Cybersecurity Education Roundtable

Wednesday, November 16, 2:00 pm in Hariri Institute

Click above to watch a recording of the event


  • Ran Canetti, Professor, Boston University
  • Agnes H. Chan, Professor, Associate Dean, College of Computer and Information Science, Northeastern University
  • David Clark, Professor, MIT
  • Roberto Tamassia, Professor, Chair Computer Science Department, Brown University
  • Craig Wills, Professor, Chair Computer Science Department, WPI
  • Richard M. George, Technical Director, National Security Agency (retired)
  • Paul Mesterhazy, Deputy Director, National Cyber Security Division
  • Montana Williams, Director, Cyber Education Office,  NICE/NIST

Context: In less than ten years cybersecurity and by implication cybersecurity education moved from a narrow and rather obscure area of computer studies to front page news. The educational part rapidly expanded to include degrees with a technical (computer science, engineering) or policy/managerial (management information systems, information assurance) focus, training and professional development programs for the cybersecurity workforce, awareness programs for the general public.  The National Initiative for Cybersecurity Education (NICE), led by the National Institute of Standards and Technology (NIST) was created to “establish an operational, sustainable and continually improving cybersecurity education program for the nation to use sound cyber practices that will enhance the nation’s security.” This is an extensive mandate with sub-areas yet to be crisply defined and structured. We address a narrower subject.

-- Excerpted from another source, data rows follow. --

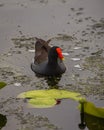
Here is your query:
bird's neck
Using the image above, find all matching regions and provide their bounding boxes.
[48,57,58,67]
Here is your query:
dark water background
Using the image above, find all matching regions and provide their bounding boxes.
[0,0,104,130]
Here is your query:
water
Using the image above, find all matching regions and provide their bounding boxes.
[0,0,104,130]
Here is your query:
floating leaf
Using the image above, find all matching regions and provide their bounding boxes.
[0,82,7,89]
[18,89,83,108]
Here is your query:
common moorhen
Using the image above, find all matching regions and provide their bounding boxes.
[31,38,66,76]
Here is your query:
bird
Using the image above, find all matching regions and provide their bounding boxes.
[31,38,66,76]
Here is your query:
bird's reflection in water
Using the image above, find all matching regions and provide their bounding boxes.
[45,76,61,89]
[0,114,7,130]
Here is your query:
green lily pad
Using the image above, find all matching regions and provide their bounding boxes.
[18,89,81,100]
[0,82,7,89]
[18,89,83,108]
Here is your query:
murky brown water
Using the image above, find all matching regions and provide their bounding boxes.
[0,0,104,130]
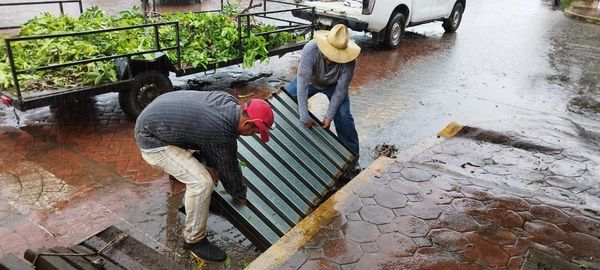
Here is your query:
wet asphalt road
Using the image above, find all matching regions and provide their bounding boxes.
[0,0,600,268]
[344,1,600,163]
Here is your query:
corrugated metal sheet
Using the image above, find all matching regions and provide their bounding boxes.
[212,91,354,250]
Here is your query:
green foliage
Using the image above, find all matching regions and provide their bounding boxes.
[0,4,299,91]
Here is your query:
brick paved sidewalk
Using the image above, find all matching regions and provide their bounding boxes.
[248,119,600,269]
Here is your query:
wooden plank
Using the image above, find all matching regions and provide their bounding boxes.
[70,245,123,270]
[82,236,148,270]
[0,253,34,270]
[92,226,183,270]
[50,247,98,270]
[24,249,77,270]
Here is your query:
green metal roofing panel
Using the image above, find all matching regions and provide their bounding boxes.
[212,91,354,250]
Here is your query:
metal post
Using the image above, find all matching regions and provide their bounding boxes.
[4,39,22,102]
[237,16,244,61]
[175,22,181,69]
[246,16,251,36]
[310,7,316,40]
[154,25,160,50]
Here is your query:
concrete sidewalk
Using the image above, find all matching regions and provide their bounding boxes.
[565,5,600,24]
[247,118,600,269]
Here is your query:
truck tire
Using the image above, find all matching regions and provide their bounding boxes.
[119,70,173,120]
[383,13,406,50]
[442,2,465,33]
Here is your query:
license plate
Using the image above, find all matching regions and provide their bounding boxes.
[317,17,333,26]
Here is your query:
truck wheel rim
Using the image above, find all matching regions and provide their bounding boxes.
[392,23,402,45]
[452,9,461,27]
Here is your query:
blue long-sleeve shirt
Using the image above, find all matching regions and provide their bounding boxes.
[296,40,356,123]
[135,91,246,198]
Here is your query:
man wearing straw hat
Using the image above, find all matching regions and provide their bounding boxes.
[287,24,360,176]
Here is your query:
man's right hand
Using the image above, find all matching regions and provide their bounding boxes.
[304,120,317,128]
[207,167,219,186]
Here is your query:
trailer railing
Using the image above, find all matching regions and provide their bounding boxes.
[3,22,181,107]
[172,0,316,77]
[0,0,83,30]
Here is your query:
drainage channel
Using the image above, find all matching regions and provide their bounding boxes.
[212,91,354,251]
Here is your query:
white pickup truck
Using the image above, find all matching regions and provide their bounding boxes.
[292,0,466,49]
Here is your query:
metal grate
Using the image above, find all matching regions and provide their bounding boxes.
[212,91,354,250]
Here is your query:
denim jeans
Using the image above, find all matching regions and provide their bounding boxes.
[286,78,360,157]
[141,145,214,244]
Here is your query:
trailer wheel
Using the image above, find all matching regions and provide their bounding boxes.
[119,71,173,119]
[383,13,406,50]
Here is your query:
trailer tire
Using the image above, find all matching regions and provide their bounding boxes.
[383,13,406,50]
[119,70,173,120]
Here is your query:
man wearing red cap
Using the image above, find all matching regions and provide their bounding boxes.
[135,91,274,261]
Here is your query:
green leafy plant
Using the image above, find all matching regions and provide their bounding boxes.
[0,4,302,94]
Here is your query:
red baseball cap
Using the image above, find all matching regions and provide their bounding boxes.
[244,98,275,142]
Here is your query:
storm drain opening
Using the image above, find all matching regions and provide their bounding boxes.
[204,90,355,251]
[521,249,592,270]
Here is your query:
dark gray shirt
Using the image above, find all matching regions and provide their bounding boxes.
[296,40,356,123]
[135,91,246,198]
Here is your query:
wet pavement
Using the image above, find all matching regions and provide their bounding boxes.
[248,118,600,269]
[0,0,600,269]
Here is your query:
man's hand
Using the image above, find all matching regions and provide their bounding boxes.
[304,120,317,128]
[322,117,331,129]
[207,167,219,186]
[235,197,248,205]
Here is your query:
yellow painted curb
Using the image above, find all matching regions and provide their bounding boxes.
[245,138,444,270]
[245,157,395,270]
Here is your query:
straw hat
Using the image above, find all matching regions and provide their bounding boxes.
[315,24,360,64]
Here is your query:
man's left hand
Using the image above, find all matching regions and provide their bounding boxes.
[207,167,219,186]
[321,117,331,129]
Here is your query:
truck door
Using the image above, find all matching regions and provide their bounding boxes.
[431,0,456,19]
[407,0,437,22]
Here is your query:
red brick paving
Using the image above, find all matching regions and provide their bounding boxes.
[0,98,170,257]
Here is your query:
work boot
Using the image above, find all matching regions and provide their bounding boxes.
[183,237,227,262]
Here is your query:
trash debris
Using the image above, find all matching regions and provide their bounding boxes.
[373,143,398,159]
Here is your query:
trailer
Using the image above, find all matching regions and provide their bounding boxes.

Focus and Student Audiences: The roundtable will focus on technical degrees in research universities for two audiences of cyber professionals:

i.            the information security engineer with a CS/ENG/IT degree at the BS/MS level who can meet the growing needs of industry and government; and

ii.            the information security scientist at the doctoral level who can conduct research and teach in academia or work in industry/national research labs.


Format: We are fortunate to have eight panelists who are leaders in research and education and have extensive knowledge of academia, government and industry.  The format is a free flowing discussion around key topics (as opposed to formal statements from each panelist at the start).   I will introduce each topic with a couple of sentences (less than 1 min) and will open it for discussion to the panel.   We have chosen three major topics (below)—core curriculum principles, program design, and industry relevance—and have approximately 40 min per topic (including questions and comments from the audience).


Discussion Topics:

  • Core curriculum principles: What are the core principles of a cyber security curriculum? Except for cryptology this is an open question. All agree that securing today’s complex and interconnected socio-technical systems (defense, finance, healthcare, social networks, voting, critical infrastructure, etc.) requires not just technical but also social, legal, regulatory knowledge. How do we include these aspects without watering down the technical core?
  • Program design: How should we shape the curriculum and more generally the education at the professional and research level?  When is an integrative/intrinsic approach, i.e. cyber security concentrations in the existing degrees, and when is an extrinsic, i.e. creating new degrees in information security/assurance better suited.
  • Industry relevance: How are industry needs factored into the curriculum so that students are well versed in current technologies without compromising academic preparation for training in the latest technology fads?

Outcomes: The ultimate goal of the roundtable is that, as we address each of the discussion topics, we aim at

  • producing ideas on evolving the core knowledge and curriculum; and
  • suggesting next steps for effective collaboration (e.g. workshops/symposium series, co-teaching, repositories of teaching materials, data, tools, videos, games, simulations, etc. )

The field is so broad that it is next to impossible for a single institution to develop strengths in all aspects.  Typically all programs include crypto, network security, digital forensics and some electives (e.g. biometrics, policies and procedures) depending on faculty interests. Finding effective ways to collaborate has the potential of enriching the programs.